Я глубоко втянула воздух… чуть приоткрыла дверь – медсестричка наша на краю его постели сидит. Глаза в пол опустила.
– Руки у тебя нежные, Валя, – ладонь ее своей ладонью накрыл, – когда меня касаешься. Ты те булки сама пекла?
Она кивает и пальцы свои с его пальцами сплетает. На меня взгляд вдруг подняла.
– Ой.
Руку из его руки вырвала.
– Кто там? Ольга Михайловна? Очень хорошо, что вы пришли.
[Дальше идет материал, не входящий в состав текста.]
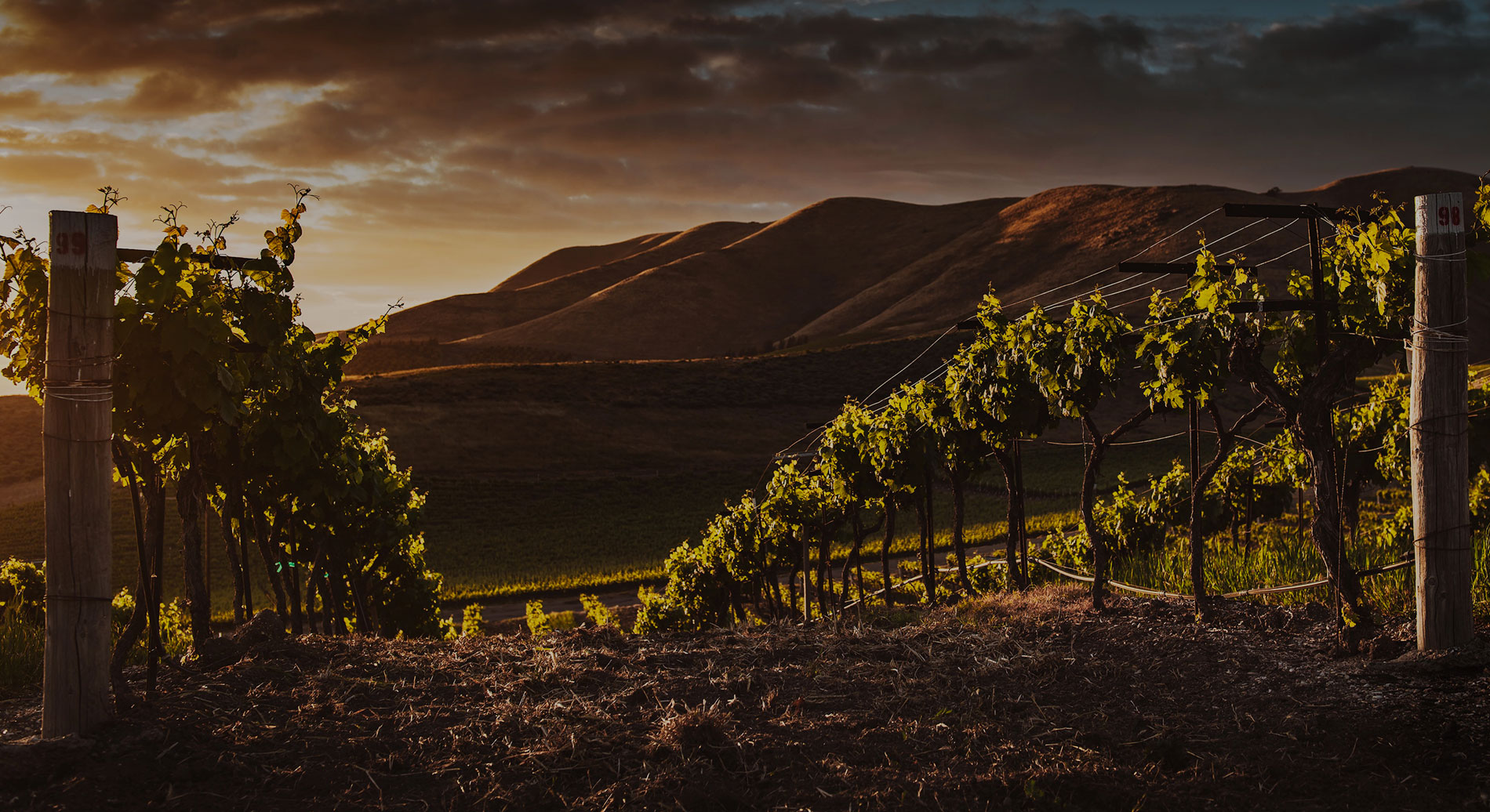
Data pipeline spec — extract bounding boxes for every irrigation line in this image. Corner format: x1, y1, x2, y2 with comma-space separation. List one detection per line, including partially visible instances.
1040, 429, 1189, 447
830, 557, 1416, 617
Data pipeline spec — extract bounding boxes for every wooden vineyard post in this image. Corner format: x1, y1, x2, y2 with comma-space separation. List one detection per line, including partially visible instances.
1189, 395, 1220, 611
1408, 192, 1474, 651
42, 212, 119, 738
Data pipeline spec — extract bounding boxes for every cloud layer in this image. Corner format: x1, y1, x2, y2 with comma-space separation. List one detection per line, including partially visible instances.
0, 0, 1490, 326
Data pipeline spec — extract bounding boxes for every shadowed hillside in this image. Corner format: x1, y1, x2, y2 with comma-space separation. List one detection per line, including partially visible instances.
353, 167, 1490, 372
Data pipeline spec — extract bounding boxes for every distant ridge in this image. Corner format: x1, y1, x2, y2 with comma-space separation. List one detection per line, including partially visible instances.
351, 167, 1490, 372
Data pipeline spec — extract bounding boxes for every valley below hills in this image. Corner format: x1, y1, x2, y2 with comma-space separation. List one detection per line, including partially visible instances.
0, 169, 1490, 607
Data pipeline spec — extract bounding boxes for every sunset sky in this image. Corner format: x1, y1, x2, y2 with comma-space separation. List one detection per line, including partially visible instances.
0, 0, 1490, 329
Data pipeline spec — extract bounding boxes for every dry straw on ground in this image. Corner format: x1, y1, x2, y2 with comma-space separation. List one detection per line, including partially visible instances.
0, 589, 1490, 812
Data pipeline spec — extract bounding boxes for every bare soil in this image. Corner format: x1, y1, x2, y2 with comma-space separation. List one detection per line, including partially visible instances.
0, 587, 1490, 812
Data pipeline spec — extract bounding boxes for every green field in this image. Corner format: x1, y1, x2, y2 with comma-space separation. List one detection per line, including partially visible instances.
0, 332, 1358, 617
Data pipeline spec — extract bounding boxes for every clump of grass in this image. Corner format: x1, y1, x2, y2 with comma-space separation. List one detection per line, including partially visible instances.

Тут Валя согласилась мне по дому помогать… безвозмездно, так сказать. Так что вы можете больше не дежурить со мной и ехать домой.
Щеки девушки вспыхнули, а у меня сердце дернулось и сильно сжалось. Больно. Неожиданно и очень больно. Я выскочила из палаты и тут же дверь прикрыла, о стену спиной облокотилась, глаза закрыла, тяжело дыша. Мне словно все внутренности обожгло серной кислотой, словно раскаленным железом там все испепелили, и перед глазами пальцы его… как руку Валечки поглаживают. И голос этот. Тембр, как когда и со мной… Бросилась к лестнице и возле подоконника стою, чтоб отдышаться и успокоиться, но дышать нечем и орать хочется, стекла бить.
– Ольга, вы чего здесь стоите? Добрый день.
– Здравствуйте.
Обернулась к Антону Юрьевичу, рассеянно поправляя волосы за уши.
– У вас что-то случилось?
– Нет, все хорошо.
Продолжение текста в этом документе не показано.